Quand le Sénat veut taxer l’économie collaborative

Quand le Sénat veut taxer l’économie collaborative
A peine 15% des Français utilisateurs de plateformes collaboratives et de e-commerce ont déclaré ou comptent déclarer aux impôts leurs revenus. © © Sénat

Un rapport de la commission des finances du Sénat, publié le 17 septembre dernier, préconise de taxer les revenus tirés de l’économie collaborative à partir de 5000 euros par an.

La consommation collaborative intéresse de très près les sénateurs… et le fisc français. Et c’est peu de le dire. Dans un rapport rendu public le 17 septembre dernier, la commission des finances du Sénat défend l’idée d’adopter une fiscalité sur les revenus des particuliers adeptes des plateformes collaboratives de type Airbnb (location de logements), Blablacar (covoiturage) ou encore Drivy (locations de voitures de particulier à particulier) à partir de 5000 euros par an. Dans le collimateur des parlementaires, ceux qui « en ont fait une véritable activité commerciale ou quasi-commerciale ».

15% des Français déclarent leurs revenus collaboratifs

A titre d’exemple, le revenu annuel moyen d’un chauffeur UberPop - avant la confirmation de son illégalité par le Conseil cosntitutionnel le 22 septembre 2015 - était de 8 200 € par an lorsque celui d’un hôte Airbnb avoisine 3 600 € par an. « Or, actuellement, les revenus gagnés par des particuliers sur des plateformes collaboratives ne sont souvent pas déclarés, faute de règles fiscales claires et de système de recouvrement efficace », déplorent les auteurs du rapport.

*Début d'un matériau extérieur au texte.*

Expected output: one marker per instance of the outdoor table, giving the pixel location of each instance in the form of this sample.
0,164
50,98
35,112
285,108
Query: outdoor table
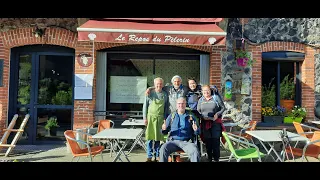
134,124
116,134
230,124
315,122
271,137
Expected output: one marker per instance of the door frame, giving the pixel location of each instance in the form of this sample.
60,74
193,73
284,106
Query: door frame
35,52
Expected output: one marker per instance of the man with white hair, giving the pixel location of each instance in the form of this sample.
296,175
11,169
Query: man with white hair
174,91
181,128
155,110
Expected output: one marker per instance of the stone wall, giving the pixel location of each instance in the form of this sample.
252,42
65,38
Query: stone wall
317,81
258,31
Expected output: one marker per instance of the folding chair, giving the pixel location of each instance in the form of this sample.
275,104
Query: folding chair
75,148
102,125
312,148
18,132
300,131
251,126
246,153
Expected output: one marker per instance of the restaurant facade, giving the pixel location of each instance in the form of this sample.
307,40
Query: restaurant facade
81,70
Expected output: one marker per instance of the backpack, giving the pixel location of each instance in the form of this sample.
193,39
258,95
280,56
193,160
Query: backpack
171,120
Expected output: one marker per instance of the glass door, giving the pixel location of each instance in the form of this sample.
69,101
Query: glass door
23,95
53,105
41,84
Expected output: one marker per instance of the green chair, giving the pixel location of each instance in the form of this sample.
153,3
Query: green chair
250,152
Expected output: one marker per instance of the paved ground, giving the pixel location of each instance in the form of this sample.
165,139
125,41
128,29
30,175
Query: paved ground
59,153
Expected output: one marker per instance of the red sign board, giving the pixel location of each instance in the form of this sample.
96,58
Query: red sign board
148,38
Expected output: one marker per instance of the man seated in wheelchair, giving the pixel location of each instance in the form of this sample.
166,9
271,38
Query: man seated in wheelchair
181,127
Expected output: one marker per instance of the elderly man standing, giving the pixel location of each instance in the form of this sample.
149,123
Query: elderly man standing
155,110
174,91
181,128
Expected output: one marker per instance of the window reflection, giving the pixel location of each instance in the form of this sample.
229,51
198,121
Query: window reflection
55,80
24,81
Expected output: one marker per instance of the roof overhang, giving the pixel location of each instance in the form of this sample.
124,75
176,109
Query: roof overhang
154,31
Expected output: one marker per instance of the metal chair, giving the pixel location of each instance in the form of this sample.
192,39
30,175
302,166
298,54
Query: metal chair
246,153
312,148
79,152
102,125
299,129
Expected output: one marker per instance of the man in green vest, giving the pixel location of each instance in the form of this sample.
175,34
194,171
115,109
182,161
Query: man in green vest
155,110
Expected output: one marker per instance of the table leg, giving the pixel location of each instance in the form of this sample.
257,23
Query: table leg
268,151
120,151
275,152
139,142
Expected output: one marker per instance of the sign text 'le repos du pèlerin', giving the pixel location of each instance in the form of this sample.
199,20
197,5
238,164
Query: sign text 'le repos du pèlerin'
152,39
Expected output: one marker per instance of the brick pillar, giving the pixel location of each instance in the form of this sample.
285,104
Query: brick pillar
256,82
84,109
308,74
215,66
4,97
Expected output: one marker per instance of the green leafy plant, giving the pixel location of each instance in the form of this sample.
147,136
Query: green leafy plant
245,57
287,88
62,98
297,112
51,123
269,95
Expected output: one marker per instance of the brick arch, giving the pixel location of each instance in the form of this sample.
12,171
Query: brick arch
52,36
307,70
283,46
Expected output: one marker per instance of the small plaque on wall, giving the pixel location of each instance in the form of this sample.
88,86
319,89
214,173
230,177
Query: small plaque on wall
1,72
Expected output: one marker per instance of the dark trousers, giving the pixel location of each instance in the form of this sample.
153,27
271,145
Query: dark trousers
213,148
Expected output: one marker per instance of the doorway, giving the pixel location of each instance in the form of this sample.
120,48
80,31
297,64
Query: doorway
41,84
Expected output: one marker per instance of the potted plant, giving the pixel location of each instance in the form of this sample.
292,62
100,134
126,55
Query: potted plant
243,58
51,126
287,92
273,115
268,95
297,114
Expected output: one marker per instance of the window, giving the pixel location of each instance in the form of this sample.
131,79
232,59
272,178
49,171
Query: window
275,67
150,66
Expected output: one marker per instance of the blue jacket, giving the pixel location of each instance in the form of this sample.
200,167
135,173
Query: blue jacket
193,97
181,127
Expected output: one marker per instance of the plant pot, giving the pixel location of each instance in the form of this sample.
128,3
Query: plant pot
52,132
273,119
291,120
242,62
288,104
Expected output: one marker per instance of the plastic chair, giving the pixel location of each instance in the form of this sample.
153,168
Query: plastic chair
79,152
251,152
251,127
299,129
19,132
102,125
312,148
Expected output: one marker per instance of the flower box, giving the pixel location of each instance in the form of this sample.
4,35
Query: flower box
273,119
291,119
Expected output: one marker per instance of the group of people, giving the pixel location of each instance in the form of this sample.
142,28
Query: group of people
177,115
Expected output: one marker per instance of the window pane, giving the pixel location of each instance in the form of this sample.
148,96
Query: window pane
166,69
63,119
24,81
55,80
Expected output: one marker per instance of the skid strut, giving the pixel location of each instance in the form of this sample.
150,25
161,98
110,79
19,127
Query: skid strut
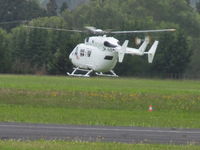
87,74
112,74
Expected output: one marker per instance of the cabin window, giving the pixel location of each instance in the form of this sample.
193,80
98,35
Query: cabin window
108,44
108,58
82,52
89,53
76,51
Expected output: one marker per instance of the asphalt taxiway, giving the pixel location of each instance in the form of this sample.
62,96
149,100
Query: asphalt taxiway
23,131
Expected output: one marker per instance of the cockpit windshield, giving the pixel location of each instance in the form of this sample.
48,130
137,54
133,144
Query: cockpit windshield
108,44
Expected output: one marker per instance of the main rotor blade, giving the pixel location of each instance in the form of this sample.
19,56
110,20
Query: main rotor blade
143,31
56,29
14,22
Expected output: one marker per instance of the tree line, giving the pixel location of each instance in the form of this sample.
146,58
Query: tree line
25,50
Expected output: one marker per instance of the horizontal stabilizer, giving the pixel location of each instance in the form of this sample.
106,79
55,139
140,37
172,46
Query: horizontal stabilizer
122,51
152,51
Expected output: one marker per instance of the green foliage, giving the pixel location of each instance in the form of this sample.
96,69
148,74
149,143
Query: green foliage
52,8
174,54
5,58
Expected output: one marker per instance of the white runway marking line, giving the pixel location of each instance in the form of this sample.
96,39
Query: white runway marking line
101,129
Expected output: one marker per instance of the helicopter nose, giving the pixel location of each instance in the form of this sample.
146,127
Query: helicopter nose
70,56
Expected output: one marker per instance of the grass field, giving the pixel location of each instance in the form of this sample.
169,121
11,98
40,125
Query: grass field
61,145
100,101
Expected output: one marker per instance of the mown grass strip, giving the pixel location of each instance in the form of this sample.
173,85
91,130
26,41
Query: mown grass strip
100,101
61,145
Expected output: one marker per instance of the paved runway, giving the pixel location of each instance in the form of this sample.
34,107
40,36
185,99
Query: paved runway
98,133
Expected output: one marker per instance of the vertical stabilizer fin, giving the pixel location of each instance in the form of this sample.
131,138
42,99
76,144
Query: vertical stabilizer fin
144,45
152,51
122,51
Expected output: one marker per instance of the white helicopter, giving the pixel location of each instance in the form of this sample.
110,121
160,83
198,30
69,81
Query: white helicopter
101,53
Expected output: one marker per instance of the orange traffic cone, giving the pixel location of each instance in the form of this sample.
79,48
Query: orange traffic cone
150,108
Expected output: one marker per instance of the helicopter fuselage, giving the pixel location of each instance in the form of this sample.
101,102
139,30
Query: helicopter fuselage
97,53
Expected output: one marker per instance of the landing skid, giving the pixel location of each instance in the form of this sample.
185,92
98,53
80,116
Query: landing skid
87,74
113,74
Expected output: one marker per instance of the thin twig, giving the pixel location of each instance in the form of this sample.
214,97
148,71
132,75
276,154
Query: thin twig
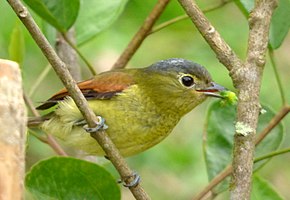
214,182
183,17
140,36
39,79
55,146
89,65
30,106
228,170
63,73
272,154
67,54
273,123
223,51
168,23
277,76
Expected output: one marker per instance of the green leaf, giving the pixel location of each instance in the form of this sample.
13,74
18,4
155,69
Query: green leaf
95,16
262,190
70,178
280,23
59,13
220,129
16,47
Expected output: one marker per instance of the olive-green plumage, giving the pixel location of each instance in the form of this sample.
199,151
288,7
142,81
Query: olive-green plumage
140,106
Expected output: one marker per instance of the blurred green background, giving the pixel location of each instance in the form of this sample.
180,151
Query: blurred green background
175,168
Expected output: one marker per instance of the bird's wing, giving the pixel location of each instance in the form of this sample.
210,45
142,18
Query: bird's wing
102,86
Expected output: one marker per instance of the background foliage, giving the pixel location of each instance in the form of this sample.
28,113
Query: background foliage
178,161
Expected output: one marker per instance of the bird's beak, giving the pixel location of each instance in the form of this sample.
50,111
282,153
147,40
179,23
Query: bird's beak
213,90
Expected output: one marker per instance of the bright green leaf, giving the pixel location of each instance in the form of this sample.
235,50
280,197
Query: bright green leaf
70,178
280,23
220,129
95,16
59,13
16,47
262,190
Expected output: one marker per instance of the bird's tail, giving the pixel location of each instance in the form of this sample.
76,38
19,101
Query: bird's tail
34,122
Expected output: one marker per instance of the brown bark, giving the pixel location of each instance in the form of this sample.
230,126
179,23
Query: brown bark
246,77
12,135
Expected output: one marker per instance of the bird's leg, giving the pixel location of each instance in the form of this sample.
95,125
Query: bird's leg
100,125
133,183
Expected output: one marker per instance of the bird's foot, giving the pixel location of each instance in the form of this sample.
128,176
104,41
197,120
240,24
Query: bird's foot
100,125
126,183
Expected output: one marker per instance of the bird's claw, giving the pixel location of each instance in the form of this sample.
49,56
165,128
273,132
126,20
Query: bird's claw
133,183
100,125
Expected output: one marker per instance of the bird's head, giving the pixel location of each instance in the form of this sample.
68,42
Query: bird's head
179,84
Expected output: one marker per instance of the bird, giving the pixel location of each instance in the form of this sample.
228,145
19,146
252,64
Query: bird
140,106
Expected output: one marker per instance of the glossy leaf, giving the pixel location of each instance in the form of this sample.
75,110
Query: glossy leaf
220,129
59,13
280,23
16,47
95,16
69,178
262,190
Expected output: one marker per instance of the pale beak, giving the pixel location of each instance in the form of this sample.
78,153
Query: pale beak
213,90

Pour preuve, une étude BVA datée de mai 2014 rappelait que 15% des Français utilisateurs de plateformes collaboratives et de e-commerce ont déclaré ou comptent déclarer aux impôts leurs revenus.

La fin d’une zone de non droit ?

Face à cette réalité économique qui échappe au fisc français et à Bercy - en 2014, 70% des internautes français, soit près de 31 millions de personnes ont fréquenté des sites collaboratifs - les sénateurs ont formulé deux propositions :

  • Organiser la déclaration automatique des revenus grâce aux plateformes : Concrètement, lorsqu’un particulier gagne de l’argent sur une ou plusieurs plateformes, celles-ci transmettent automatiquement le montant de ces revenus à une plateforme tierce indépendante. Celle-ci calcule ensuite le revenu agrégé de chaque particulier, procède aux recoupements nécessaires, et transmet une fois par an ce revenu à l’administration fiscale, afin d’établir une déclaration pré-remplie.

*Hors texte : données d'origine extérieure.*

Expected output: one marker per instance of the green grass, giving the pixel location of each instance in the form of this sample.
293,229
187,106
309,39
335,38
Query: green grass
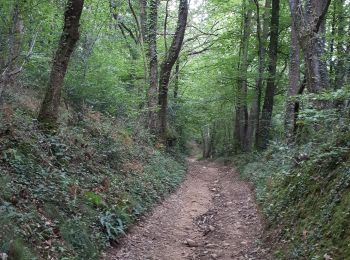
68,194
308,204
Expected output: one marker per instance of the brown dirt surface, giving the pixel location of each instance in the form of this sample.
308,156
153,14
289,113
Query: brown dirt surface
212,216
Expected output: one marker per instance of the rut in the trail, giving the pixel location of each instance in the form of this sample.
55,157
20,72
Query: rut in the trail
212,216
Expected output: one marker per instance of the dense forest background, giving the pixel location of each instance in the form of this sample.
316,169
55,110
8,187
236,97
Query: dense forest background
95,93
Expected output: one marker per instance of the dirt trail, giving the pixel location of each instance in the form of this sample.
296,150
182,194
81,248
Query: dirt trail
212,216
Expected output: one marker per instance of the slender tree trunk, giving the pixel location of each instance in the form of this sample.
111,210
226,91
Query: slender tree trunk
341,50
153,66
70,35
311,30
176,83
262,34
294,77
241,125
11,69
266,116
167,65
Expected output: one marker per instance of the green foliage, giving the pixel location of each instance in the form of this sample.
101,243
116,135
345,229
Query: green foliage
304,193
66,195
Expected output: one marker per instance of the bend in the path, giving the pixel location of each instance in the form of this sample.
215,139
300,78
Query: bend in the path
213,211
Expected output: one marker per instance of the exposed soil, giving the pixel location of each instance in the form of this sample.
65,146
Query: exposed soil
212,216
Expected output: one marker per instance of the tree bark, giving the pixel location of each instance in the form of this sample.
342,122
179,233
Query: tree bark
167,65
70,35
153,66
341,50
294,77
241,119
311,29
266,116
262,35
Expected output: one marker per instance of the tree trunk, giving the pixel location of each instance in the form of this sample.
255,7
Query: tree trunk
262,35
70,35
167,65
266,116
341,51
11,69
311,29
153,66
294,77
176,83
241,124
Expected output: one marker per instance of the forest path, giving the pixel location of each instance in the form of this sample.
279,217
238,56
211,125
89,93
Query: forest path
212,216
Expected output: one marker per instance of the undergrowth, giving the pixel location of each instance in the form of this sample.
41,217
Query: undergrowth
68,194
304,193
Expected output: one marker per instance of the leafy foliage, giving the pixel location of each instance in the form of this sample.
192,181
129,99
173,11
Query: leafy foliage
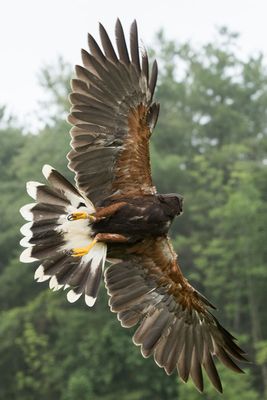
210,145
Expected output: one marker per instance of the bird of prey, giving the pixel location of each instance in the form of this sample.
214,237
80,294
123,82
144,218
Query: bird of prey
115,213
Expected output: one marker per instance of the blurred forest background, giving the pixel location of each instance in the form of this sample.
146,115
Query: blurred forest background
209,145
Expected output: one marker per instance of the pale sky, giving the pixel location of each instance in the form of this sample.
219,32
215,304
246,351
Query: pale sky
34,33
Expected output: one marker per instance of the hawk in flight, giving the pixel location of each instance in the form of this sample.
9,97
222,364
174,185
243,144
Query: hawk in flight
115,213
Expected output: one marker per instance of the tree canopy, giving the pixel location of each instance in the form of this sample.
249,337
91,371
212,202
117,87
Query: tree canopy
209,145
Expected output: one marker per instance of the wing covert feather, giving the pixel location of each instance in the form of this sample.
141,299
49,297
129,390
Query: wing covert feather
112,107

  • Instituer une franchise générale unique de 5 000 € par an : Sous ce seuil, les revenus seraient totalement exonérés. Cette franchise, qui correspondrait au « partage de frais », participe à l’entretien du logement, du véhicule ou du bien échangé. Au-dessus de ce seuil, le droit commun s’appliquerait (impôt sur le revenu, prélèvements sociaux…). « Le seuil proposé, assez élevé, permet de "laisser vivre" l’économie du partage tout en imposant justement ceux qui en font une véritable activité commerciale », peut-on lire dans le rapport.